My dps have never shown them much interest, preferring to go on a cruise twice a year and always over christmas and yet they have never so much as taken my dc out on a day trip.
I suppose the years of criticism they meted out throughout my dc's childhood has made me finally snap. I am a loving mother and now I have teenagers, I can finally and clearly see my dm never loved me, never 'chatted', never offered support or advice, in fact, all my childhood angst has reignited. How desperately sad and lonely I was growing up not having a loving mother, not even knowing what it is like to have a loving cuddle from your mother.
I have done my best not to repeat my dps behaviour and I have a loving, wonderful relationship with my own dc which makes me grieve for what I missed out on.
How can I get past this feeling of guilt though? My dps were not monsters, there to help physically sometimes (once dm helped make curtains, df helped a lot practically/diy) but emotionally they were absent.
Surely I should shrug it off, call them up and realise they did what they thought was best?
Why am I now so hung up about the lack of emotional support? I feel guilty I can't just pull my socks up and move on.

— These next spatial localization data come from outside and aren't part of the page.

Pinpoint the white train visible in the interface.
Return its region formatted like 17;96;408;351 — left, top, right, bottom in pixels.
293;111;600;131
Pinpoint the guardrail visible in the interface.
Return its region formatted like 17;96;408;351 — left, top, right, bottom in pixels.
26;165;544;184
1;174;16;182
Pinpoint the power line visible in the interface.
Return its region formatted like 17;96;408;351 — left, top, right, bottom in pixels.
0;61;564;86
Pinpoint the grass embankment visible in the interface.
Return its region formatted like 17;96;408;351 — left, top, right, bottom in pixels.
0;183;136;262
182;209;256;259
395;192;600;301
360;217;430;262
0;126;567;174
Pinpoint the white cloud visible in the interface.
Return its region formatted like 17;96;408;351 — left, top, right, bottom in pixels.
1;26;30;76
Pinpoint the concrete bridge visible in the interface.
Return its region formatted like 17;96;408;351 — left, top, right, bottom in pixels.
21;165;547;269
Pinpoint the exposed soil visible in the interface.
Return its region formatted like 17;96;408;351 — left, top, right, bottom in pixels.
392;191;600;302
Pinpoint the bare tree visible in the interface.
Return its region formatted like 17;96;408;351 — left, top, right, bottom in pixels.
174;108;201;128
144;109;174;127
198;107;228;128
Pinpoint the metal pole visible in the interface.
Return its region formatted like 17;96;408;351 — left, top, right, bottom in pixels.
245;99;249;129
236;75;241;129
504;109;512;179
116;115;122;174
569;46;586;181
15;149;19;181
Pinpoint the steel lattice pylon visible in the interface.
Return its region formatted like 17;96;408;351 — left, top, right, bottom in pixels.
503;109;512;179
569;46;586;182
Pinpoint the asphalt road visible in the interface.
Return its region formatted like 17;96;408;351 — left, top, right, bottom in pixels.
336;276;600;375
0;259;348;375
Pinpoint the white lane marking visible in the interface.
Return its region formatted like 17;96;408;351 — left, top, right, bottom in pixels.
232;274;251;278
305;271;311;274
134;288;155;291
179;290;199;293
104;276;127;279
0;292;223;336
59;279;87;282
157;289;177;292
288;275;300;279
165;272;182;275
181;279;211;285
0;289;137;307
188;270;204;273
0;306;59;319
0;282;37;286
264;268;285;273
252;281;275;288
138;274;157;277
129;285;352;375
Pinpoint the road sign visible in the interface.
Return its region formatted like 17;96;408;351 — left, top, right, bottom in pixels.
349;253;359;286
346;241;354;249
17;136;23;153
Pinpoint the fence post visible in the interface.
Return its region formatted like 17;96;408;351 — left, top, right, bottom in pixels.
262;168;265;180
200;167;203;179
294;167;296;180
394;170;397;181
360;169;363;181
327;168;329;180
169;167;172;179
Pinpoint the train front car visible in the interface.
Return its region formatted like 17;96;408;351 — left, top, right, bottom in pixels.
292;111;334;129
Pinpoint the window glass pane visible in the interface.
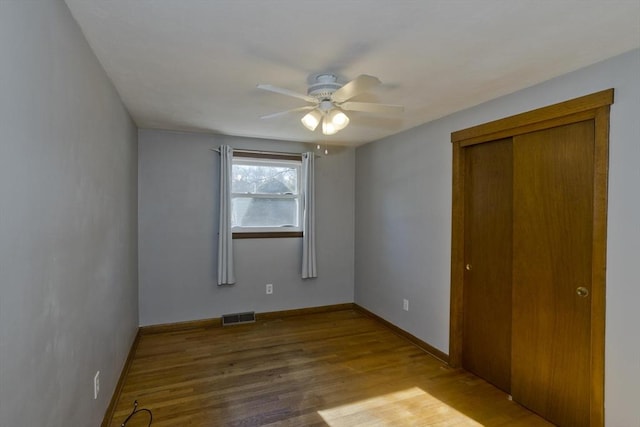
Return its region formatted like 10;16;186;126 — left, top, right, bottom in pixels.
232;198;298;227
232;164;298;194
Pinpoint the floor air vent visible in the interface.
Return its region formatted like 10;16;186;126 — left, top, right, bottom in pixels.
222;311;256;326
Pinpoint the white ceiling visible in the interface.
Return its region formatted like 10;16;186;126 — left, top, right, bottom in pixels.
64;0;640;147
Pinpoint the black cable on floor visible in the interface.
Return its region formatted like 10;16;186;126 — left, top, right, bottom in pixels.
120;400;152;426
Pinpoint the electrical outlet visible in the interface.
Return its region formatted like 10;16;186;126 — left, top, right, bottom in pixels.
266;283;273;294
93;371;100;399
403;299;409;311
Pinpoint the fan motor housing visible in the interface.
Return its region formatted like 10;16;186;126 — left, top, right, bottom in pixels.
307;74;342;99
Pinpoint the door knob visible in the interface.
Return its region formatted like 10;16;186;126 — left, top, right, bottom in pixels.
465;264;472;271
576;286;589;297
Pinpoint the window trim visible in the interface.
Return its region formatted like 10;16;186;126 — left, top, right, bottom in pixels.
231;152;303;239
233;231;303;239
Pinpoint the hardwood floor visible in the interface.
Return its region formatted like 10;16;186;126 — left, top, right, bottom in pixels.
107;309;551;426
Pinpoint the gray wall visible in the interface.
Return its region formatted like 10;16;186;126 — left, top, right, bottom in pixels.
0;2;138;426
138;130;355;326
354;49;640;426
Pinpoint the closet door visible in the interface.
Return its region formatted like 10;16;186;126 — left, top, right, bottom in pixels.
512;120;594;426
462;138;513;392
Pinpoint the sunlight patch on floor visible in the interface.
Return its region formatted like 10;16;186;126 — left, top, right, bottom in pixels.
317;387;483;426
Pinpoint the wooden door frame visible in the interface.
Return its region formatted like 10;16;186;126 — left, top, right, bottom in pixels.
449;89;613;426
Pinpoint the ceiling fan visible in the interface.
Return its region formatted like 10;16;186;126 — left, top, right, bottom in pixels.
257;74;403;135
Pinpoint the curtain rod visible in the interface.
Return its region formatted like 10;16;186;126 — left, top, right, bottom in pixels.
208;148;322;157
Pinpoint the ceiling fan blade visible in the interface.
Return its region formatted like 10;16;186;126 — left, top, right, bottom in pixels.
257;84;317;103
331;74;381;103
340;101;404;114
260;106;315;120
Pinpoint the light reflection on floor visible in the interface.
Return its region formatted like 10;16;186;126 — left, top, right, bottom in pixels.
317;386;484;426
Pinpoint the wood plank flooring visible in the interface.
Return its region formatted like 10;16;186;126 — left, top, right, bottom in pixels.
108;309;552;426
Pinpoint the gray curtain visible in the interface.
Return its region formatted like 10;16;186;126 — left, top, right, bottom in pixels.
301;152;317;278
217;145;235;285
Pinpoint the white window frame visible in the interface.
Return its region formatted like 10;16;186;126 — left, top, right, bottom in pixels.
231;155;303;235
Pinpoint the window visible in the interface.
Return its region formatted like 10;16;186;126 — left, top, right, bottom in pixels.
231;153;303;238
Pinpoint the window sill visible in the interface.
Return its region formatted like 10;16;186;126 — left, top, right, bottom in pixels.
233;231;303;239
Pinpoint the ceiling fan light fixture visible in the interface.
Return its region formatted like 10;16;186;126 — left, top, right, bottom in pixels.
328;109;349;131
321;117;338;135
301;109;322;131
259;73;402;136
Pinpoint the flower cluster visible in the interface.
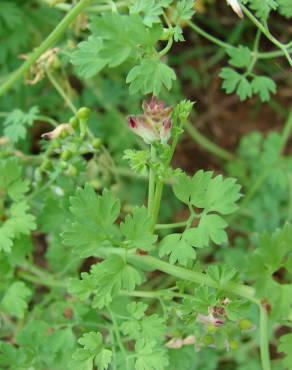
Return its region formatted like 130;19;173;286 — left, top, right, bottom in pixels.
127;97;172;145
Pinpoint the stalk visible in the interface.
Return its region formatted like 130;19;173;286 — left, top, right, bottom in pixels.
0;0;93;97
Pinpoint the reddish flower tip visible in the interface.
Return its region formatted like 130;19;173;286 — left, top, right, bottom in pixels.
128;116;137;129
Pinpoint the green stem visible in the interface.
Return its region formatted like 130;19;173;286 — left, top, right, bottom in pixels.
109;309;129;369
0;0;93;97
155;221;188;230
98;247;257;303
18;271;66;288
186;20;292;61
151;180;164;230
184;120;234;161
280;109;292;153
148;146;156;215
46;70;77;114
259;305;271;370
241;5;292;67
159;36;174;57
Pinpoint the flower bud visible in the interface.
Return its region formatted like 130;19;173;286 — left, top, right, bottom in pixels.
127;97;173;145
41;124;73;140
77;107;91;120
226;0;243;18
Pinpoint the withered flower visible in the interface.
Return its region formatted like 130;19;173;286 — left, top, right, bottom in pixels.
41;123;73;140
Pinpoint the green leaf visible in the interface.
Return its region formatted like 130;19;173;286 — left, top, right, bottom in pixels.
278;334;292;370
159;233;197;266
63;185;121;257
71;332;112;370
122;303;166;343
220;67;241;94
237;76;252;101
247;224;292;318
135;340;169;370
126;59;176;95
278;0;292;18
129;0;172;26
203;175;241;214
0;158;29;201
207;265;236;286
242;0;277;19
251;76;276;102
173;171;241;214
90;13;162;68
1;282;31;319
227;46;252;68
69;255;142;308
175;0;195;21
120;206;157;250
184;214;228;248
0;201;36;253
4;106;39;143
71;36;107;78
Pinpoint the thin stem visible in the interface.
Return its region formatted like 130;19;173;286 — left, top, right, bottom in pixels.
18;271;66;288
186;20;292;61
148;146;156;215
151;180;164;230
184;120;234;161
280;109;292;153
0;0;93;97
159;37;174;57
46;70;77;114
109;309;129;370
98;247;257;303
259;305;271;370
241;5;292;67
155;221;188;230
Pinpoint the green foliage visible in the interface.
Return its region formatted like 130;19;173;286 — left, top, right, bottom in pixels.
3;106;39;143
278;334;292;370
1;281;31;319
69;255;142;308
159;171;241;265
126;59;176;96
70;332;112;370
0;1;290;369
0;158;35;253
242;0;278;19
120;206;157;250
247;224;292;318
63;185;120;257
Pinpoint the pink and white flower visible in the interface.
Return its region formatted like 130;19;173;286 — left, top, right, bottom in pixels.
127;97;173;145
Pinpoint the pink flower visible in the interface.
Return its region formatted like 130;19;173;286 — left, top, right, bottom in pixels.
127;97;172;145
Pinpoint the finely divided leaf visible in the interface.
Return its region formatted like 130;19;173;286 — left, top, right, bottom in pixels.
69;255;142;308
251;76;276;102
159;233;197;266
1;282;32;319
126;59;176;95
63;185;121;257
120;206;157;250
71;36;107;78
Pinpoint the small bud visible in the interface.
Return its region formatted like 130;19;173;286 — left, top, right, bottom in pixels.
77;107;91;120
239;319;253;331
92;138;102;149
69;117;79;129
226;0;243;18
203;335;214;346
165;338;183;349
41;124;73;140
61;150;72;161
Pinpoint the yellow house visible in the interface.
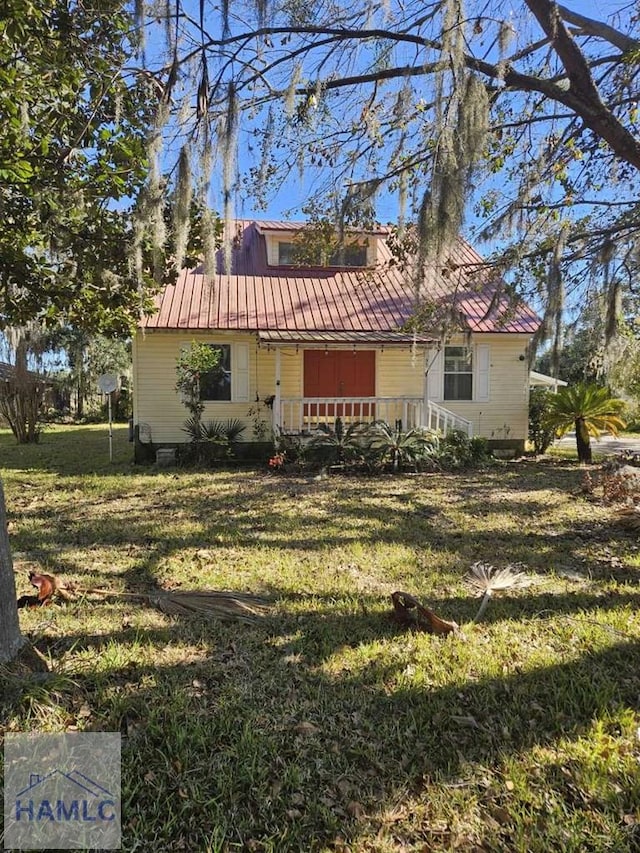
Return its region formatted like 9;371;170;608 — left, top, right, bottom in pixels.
132;221;539;460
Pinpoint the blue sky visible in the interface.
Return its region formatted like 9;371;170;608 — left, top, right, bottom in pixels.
222;0;636;225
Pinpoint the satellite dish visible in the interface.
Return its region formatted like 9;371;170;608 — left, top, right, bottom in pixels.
98;374;118;394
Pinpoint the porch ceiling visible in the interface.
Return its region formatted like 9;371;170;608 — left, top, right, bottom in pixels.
258;330;437;346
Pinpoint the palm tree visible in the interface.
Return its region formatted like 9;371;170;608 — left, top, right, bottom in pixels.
366;421;439;472
544;383;626;463
307;418;369;466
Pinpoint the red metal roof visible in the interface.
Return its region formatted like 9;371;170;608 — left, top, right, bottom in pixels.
142;221;540;335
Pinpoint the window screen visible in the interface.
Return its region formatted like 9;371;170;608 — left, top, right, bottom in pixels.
200;345;232;401
444;346;473;401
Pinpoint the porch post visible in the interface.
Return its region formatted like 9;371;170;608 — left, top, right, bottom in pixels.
422;350;429;427
273;347;281;434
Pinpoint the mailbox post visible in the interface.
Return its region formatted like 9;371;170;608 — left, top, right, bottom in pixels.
97;374;119;462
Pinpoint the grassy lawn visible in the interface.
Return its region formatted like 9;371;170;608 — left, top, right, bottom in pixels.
1;425;640;852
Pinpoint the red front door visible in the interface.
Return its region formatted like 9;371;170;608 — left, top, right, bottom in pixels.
304;350;375;418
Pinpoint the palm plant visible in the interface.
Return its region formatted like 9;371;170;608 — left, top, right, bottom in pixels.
543;383;626;463
182;417;246;443
366;421;439;472
181;417;246;464
307;418;369;467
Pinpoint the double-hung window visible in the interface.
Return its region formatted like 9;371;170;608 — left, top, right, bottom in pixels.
444;346;473;401
199;345;232;401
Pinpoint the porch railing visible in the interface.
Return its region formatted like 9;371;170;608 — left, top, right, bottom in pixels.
422;400;473;437
275;397;473;437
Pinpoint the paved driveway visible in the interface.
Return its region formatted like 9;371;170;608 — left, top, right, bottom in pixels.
554;433;640;456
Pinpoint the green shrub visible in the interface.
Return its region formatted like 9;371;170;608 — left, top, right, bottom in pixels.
274;431;308;466
529;387;556;454
469;435;491;463
438;429;490;469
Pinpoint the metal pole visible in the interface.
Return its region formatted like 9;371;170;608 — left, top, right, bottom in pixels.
108;392;113;463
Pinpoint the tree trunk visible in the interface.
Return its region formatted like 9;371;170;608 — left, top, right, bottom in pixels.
0;478;26;664
575;417;592;464
77;372;84;418
0;336;44;444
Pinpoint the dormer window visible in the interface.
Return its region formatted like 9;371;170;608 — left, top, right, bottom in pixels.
278;242;320;266
277;239;369;268
328;244;368;267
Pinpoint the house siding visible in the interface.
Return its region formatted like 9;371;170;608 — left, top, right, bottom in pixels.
435;334;530;441
376;348;424;397
134;330;263;444
133;331;531;445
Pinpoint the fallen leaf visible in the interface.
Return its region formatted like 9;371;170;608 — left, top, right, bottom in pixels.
294;721;320;736
336;778;351;797
346;800;365;819
490;805;511;825
269;780;282;798
450;714;481;729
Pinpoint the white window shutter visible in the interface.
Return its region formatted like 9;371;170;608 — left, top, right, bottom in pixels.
475;344;490;402
426;348;443;402
234;343;250;402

I did write them both letters outlining how I felt 3 years ago, df replied wanting to make amends but heard nothing from dm which confirms to me how little she actually cares for me. She once told me when I was very ill as a child how she wanted to kill me, she absolutely hated any of us getting ill.
Dm was in a perpetual bad mood growing up and we all learnt to tread on eggshells around her. She was mean, selfish and probably depressed but never sought treatment so I grew up feeling guilty that I was the problem.